Jun 28, 2021

Significant reform is needed to address documented human rights violations and abuse against individuals with mental health needs in Massachusetts prisons. Fortunately, existing best practices - and proposed legislation - show us how.

In Massachusetts, which has not allowed the death penalty since 1984, a prison sentence is never legally a death sentence. Yet the U.S. Department of Justice (DOJ) has documented that, too often, the Commonwealth allows prisoners with behavioral health conditions or in extreme distress to die in custody.

A November, 2020 report by the DOJ found constitutional violations and significant failures by the MA Department of Corrections (MDOC) to provide safety for people incarcerated in state prisons who are at risk of suicide. The report documented abuses including correctional officers falling asleep while charged with one-on-one supervision of suicidal prisoners; officers taunting and encouraging prisoners to engage in self-harm; and intentional delays in health interventions when prisoners had harmed themselves.

These problems seem to have vexed corrections administrators for decades. According to a new 2021 report by the Department of Justice’s Bureau of Justice Statistics, between 2001 and 2018 Massachusetts’ prisons had the fourth highest suicide rate in the country (31 per 100,000 prisoners–more than twice the suicide rate among the population at large). Moreover, according to other published reports, the rate of suicides in the Commonwealth’s jails was even higher. In 2014, for instance, the rate was 78 per 100,000, more than twice as high as that in the prisons.

It is widely recognized that people with behavioral health disorders are significantly over-represented in prisons and jails. We also know that restrictive and inhumane practices affecting prisoners with behavioral health needs exacerbate the inherent trauma of incarceration. Often, this leads to lifelong mental health conditions that disrupt successful transitions back into the community and undermine the efforts of incarcerated people to rehabilitate themselves. Nonetheless, Massachusetts’ prisons continue to allow prisoners’ mental health to deteriorate, untreated, to the point of death in custody and fail to address root causes of mental health crisis.

Significant reform is needed to rectify these critical policy, safety, and constitutional concerns. We do not have to start from scratch. The nation’s leading prison accreditation organizations and experts in prison suicide prevention have outlined best practices that our state can, and should, adopt in a comprehensive suicide prevention plan for implementation in our prisons. This plan must include the following components.

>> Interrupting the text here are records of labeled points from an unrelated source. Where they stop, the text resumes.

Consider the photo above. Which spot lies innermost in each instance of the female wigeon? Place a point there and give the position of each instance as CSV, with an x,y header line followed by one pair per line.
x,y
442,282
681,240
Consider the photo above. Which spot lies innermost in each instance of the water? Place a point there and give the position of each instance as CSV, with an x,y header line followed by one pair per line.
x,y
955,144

  • Articulate a clear suicide prevention policy that establishes a mental health suicide watch chain of command supervised by mental health clinical supervisory staff, not security/correctional staff.
  • Ensure that individuals on mental health suicide watch are placed in a clinically appropriate setting, not isolation or solitary confinement. We must minimize the trauma, isolation, and severity of any protocols or deprivations to those that are clinically necessary and not made by security staff.
  • Provide meaningful therapeutic interventions using individualized treatment plans to individuals identified as at-risk for suicide, including regular and consistent counseling and therapy in individual and/or group settings.
  • Obtain an independent review of all suicides, attempted suicides, and incidents of self-harm and implement lessons learned and recommendations after every incident.
  • Ban from future mental health watch duty any correctional officer found to be in violation of the written suicide prevention policy, including sleeping on the job or verbally taunting prisoners.

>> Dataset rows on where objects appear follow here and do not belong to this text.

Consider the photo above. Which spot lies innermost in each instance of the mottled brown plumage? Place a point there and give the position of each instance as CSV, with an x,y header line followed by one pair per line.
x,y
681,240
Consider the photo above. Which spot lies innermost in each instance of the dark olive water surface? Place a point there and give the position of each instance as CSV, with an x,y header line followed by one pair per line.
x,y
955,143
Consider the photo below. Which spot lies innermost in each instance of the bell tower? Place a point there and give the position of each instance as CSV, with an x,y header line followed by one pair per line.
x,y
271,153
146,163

Although MDOC currently is negotiating with DOJ about how to address the DOJ report findings, broad reform is needed to ensure that people in MDOC custody are treated humanely and that effective services are provided to minimize mental health crises wherever possible.

Legislation filed by Sen. James Eldridge (S.1283) and Rep. Brandy Fluker Oakley (H.2089) provides a critical roadmap for these reforms, and we urge lawmakers to pass this legislation during this session.